For hunters especially, this fridge is a revelation. The ability to have a hard freezer running off a self-contained battery, dropping temperatures in minutes, and reliably holding meat cold on a multi-hour drive home is genuinely valuable — not just convenient. I’ve used it on enough trips now to trust it completely, and trust is the highest compliment I can give a piece of field gear.
If you’re in the market for a portable compressor fridge and you want dual-zone performance with genuine off-grid independence, the CRX2 deserves to be at the top of your list.
👉 Check the latest price for the BougeRV CRX2 on the BougeRV website

Frequently Asked Questions
Can the CRX2 run as a single zone?
Yes.
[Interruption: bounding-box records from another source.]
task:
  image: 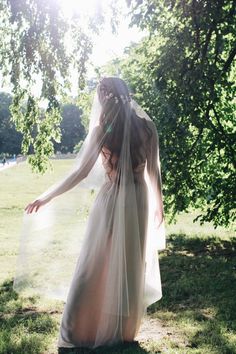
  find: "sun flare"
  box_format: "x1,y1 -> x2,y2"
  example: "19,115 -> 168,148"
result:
58,0 -> 111,17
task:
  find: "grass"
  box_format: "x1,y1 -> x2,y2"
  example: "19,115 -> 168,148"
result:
0,160 -> 236,354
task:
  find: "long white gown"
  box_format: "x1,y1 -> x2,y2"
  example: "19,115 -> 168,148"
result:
58,129 -> 164,348
14,92 -> 165,348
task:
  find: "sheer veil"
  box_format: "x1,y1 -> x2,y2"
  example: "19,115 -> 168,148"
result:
14,78 -> 166,315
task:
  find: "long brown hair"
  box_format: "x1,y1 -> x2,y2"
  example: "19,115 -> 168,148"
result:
98,77 -> 152,168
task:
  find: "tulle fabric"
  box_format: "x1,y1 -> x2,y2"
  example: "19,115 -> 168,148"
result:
14,80 -> 165,348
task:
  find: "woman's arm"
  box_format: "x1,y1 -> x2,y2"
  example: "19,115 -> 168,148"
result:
25,126 -> 102,214
147,121 -> 164,226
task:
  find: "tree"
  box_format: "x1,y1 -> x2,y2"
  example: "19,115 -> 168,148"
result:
109,0 -> 236,226
54,104 -> 85,153
0,0 -> 115,172
0,92 -> 22,155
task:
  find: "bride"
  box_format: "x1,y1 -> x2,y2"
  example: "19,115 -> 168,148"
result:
14,77 -> 165,348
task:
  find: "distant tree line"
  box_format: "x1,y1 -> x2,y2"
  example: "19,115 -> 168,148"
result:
0,92 -> 85,155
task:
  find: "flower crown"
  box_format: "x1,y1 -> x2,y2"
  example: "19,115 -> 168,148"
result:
105,92 -> 131,104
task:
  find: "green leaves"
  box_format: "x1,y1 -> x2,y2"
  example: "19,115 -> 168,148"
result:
0,0 -> 104,172
120,0 -> 236,226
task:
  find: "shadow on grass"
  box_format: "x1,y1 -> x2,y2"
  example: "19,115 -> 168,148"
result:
58,341 -> 150,354
149,234 -> 236,354
0,280 -> 56,354
0,234 -> 236,354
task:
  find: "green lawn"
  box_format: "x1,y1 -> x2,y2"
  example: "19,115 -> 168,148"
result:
0,160 -> 236,354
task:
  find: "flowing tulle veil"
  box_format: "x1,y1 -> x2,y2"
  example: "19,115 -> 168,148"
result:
14,79 -> 166,315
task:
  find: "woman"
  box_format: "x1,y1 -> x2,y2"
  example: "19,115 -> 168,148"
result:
15,77 -> 165,348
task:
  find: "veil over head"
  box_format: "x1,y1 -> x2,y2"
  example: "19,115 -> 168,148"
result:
14,78 -> 165,315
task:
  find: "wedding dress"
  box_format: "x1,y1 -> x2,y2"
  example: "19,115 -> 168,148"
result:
14,78 -> 165,348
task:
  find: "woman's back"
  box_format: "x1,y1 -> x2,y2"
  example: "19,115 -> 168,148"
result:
101,116 -> 151,182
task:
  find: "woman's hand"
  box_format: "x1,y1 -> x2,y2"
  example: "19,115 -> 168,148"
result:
154,209 -> 164,229
25,199 -> 50,214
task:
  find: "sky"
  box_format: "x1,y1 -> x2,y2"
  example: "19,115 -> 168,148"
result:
0,0 -> 144,92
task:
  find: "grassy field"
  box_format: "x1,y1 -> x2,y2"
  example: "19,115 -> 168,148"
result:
0,160 -> 236,354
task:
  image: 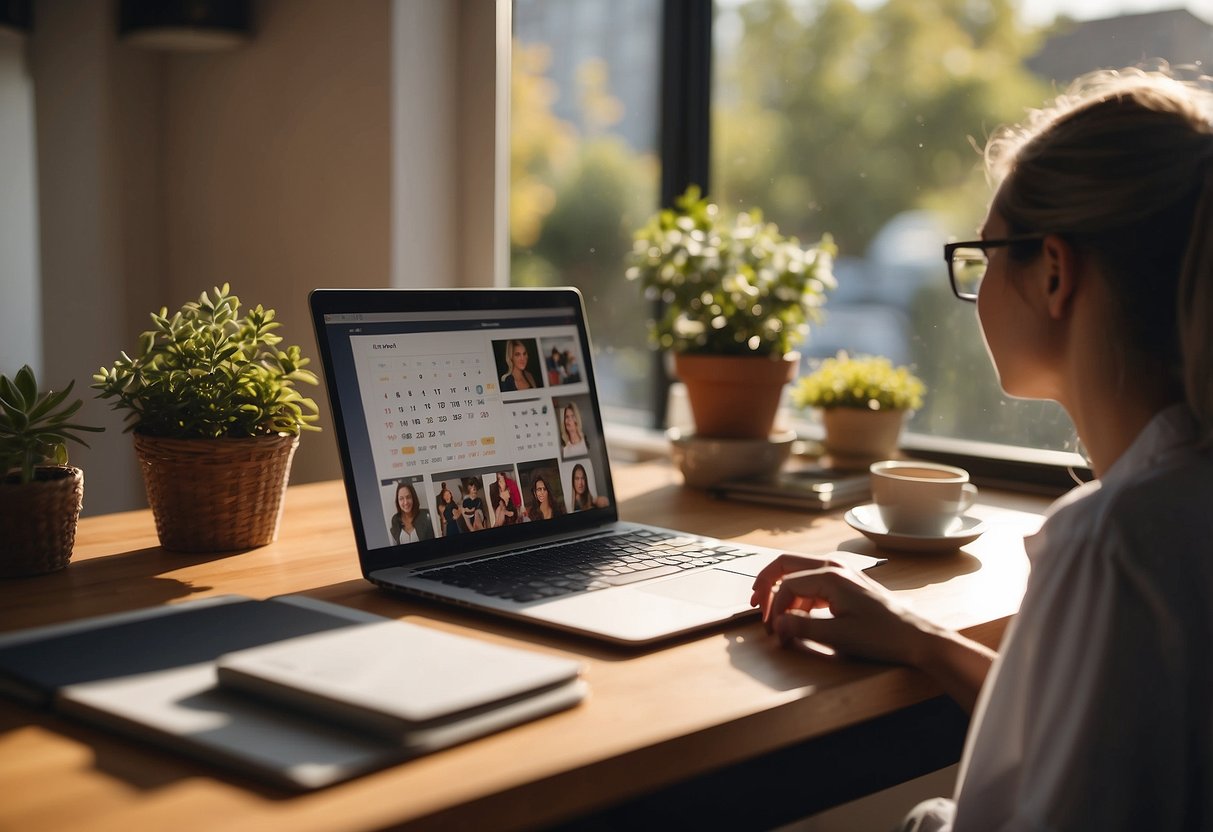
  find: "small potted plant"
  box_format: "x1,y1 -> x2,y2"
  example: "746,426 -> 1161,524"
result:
0,364 -> 103,577
92,284 -> 319,552
792,352 -> 927,466
627,186 -> 837,439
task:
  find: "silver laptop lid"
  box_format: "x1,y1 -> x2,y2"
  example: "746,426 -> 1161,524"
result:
309,289 -> 617,575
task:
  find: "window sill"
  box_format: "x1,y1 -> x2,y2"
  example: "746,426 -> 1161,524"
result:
607,421 -> 1092,496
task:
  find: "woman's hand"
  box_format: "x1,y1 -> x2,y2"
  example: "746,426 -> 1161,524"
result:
750,554 -> 934,665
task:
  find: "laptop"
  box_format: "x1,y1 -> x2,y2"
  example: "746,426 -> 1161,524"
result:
309,289 -> 876,645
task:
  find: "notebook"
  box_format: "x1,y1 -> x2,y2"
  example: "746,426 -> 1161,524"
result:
309,289 -> 878,644
0,595 -> 586,791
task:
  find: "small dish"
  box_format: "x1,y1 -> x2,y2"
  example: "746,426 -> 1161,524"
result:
843,503 -> 986,552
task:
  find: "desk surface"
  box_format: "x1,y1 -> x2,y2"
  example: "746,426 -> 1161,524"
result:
0,463 -> 1044,832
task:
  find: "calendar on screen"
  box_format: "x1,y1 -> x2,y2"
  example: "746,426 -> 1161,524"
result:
349,325 -> 605,553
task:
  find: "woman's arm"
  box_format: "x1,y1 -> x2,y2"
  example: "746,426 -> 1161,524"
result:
751,554 -> 995,712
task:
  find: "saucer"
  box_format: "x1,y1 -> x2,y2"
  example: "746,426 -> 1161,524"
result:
843,503 -> 986,552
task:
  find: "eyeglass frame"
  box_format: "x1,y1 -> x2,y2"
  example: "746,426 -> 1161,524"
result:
944,234 -> 1048,303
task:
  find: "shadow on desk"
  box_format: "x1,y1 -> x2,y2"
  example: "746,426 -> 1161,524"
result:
0,546 -> 220,627
538,697 -> 969,832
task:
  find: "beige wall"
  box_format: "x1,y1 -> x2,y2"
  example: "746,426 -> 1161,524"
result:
161,0 -> 392,481
20,0 -> 508,513
0,28 -> 42,376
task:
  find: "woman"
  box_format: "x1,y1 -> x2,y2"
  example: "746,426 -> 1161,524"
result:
492,471 -> 523,526
560,401 -> 588,460
463,477 -> 485,531
438,483 -> 463,537
526,474 -> 564,520
501,340 -> 536,393
752,70 -> 1213,831
571,462 -> 598,512
392,483 -> 434,546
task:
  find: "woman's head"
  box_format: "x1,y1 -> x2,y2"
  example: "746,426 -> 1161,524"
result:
986,70 -> 1213,436
506,338 -> 530,372
531,477 -> 552,506
560,401 -> 585,445
395,483 -> 417,518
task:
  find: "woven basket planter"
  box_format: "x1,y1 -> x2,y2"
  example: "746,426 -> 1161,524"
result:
135,433 -> 298,552
0,466 -> 84,577
821,408 -> 907,469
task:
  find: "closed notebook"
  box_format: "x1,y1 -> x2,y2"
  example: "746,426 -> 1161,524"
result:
216,621 -> 586,751
0,595 -> 584,790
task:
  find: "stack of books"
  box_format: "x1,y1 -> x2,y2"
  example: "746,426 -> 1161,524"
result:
0,595 -> 587,790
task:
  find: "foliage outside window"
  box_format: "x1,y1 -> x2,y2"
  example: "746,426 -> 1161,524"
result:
511,0 -> 1213,458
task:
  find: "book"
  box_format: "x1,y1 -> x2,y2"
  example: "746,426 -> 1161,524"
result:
0,595 -> 585,791
708,468 -> 871,511
216,621 -> 585,752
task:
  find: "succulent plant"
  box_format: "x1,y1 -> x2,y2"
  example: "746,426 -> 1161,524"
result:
0,364 -> 104,483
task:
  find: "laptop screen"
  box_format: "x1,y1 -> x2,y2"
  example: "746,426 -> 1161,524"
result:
312,290 -> 616,571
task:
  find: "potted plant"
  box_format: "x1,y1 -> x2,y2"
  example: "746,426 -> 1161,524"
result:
0,364 -> 104,577
627,186 -> 836,439
92,284 -> 319,552
792,352 -> 927,467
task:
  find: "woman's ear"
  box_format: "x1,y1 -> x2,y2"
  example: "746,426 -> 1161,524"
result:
1041,234 -> 1082,319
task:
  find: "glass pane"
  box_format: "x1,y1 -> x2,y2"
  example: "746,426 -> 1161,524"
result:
712,0 -> 1213,450
509,0 -> 661,423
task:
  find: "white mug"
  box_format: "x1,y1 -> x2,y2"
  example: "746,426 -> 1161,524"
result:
869,460 -> 978,537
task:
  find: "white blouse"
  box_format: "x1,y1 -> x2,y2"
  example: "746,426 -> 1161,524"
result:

You can configure it as fridge + fridge, fridge + freezer, or freezer + freezer. If you only need one zone, you can simply use one side and leave the other off or at a minimal setting.
How long does the built-in battery last?
Runtime depends on ambient temperature, load, and set temperature. In moderate conditions running as a fridge, I typically get a full day of use from the 220Wh battery. Freezer mode will reduce that, but the insulated shell helps bridge gaps when the compressor isn’t running.
Is it solar compatible?
Yes. The 220Wh battery charges via a 12–28V solar input (100W max, 0–80% in about 2 hours), making it a genuinely practical choice for off-grid solar setups.
How loud is the CRX2?
The rated noise level is ≤45 dB. In real-world use, I’d describe it as a gentle hum — comparable to a refrigerator in a quiet house. It did not disturb my sleep when camping nearby.
Does it work in winter?
Yes. The battery has a discharge temperature range of 14°F to 150°F, and the fridge itself handles cold ambient temperatures well. I’ve used it in near-freezing overnight conditions without issue.
Is the CRX2 good for hunting trips?
Absolutely — and honestly this is where it excels most. The rapid cool-down and true freezer capability make it ideal for keeping game meat cold during field processing and transport. The off-grid battery operation is a huge bonus when you’re parked away from power.